Comment by sirwitti

14 years ago

i think what jaylevitt is referencing to is that there is interpolation going on in the dac. that could mean (i'm no dac expert, so not sure) that the dac could guess more granular than the sampling rate would allow the start points (of transient e.g.)

but the question for me is how exact that guessing is. correct me if i'm wrong but, that interpolation happens twice: when recording by the adc and on playback by the dac.

so a lot of that whole discussion (yeah, finally something about acousticts :) depends on how accurate interpolation works in adcs and dacs.

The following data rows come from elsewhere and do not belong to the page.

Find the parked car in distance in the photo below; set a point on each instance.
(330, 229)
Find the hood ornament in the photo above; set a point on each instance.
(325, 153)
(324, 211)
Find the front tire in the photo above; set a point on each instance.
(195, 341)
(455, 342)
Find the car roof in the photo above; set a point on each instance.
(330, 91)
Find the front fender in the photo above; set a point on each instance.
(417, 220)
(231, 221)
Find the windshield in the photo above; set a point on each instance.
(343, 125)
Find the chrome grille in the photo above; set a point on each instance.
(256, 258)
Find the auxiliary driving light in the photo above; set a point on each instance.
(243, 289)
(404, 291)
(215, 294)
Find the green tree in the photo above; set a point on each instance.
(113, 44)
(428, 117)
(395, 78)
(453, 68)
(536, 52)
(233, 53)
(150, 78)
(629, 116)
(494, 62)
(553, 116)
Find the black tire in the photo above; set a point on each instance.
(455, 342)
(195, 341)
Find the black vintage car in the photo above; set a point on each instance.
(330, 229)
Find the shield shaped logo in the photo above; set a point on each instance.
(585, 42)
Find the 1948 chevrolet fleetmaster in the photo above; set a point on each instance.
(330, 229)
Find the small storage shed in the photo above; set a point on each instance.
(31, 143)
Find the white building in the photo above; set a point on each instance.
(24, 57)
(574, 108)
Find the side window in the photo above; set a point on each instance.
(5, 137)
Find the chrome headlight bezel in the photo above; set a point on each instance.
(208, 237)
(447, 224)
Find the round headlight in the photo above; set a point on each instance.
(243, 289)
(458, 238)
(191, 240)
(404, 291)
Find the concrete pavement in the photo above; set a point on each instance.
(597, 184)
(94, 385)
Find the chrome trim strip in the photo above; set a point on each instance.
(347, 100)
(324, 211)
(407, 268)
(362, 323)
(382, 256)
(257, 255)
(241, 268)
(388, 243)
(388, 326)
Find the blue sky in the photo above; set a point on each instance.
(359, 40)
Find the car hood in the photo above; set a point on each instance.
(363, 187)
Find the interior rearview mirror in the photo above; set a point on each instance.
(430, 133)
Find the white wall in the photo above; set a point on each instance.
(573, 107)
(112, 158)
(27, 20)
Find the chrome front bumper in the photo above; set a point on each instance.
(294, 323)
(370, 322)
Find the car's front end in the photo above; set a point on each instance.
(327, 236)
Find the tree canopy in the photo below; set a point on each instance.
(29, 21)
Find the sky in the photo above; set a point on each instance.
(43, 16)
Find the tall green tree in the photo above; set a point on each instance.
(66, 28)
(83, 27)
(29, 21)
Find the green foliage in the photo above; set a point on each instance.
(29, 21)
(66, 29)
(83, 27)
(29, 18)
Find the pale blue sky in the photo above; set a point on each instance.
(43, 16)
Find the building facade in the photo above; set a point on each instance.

This is the core secret of the sampling theorem. It says if you have signals of a particular type (bandlimited) you can do a certain kind of interpolation and recover the original exactly. This is no more surprising than the fact that you can recover the coefficients for an N degree polynomial using any N points on it, though the computation is easier.

It turns out that if you reproduce a digital signal using stair steps you get an infinite number of harmonics— but _all_ of them are above the nyquist frequency. The frequencies below the nyquist are undisturbed. Then you apply a lowpass filter to the signal to remove these harmonics— after all, we said at the start that the signal was bandlimited— you get the original back unmolested.

Because analog filters are kinda sucky (and because converters with high bit depth aren't very linear), modern ADCs and DACs are oversampling— they internally resample the signal to a few MHz and apply those reconstruction filters digitally with stupidly high precision. Then they only need a very simple analog filter to cope with their much higher frequency sampling.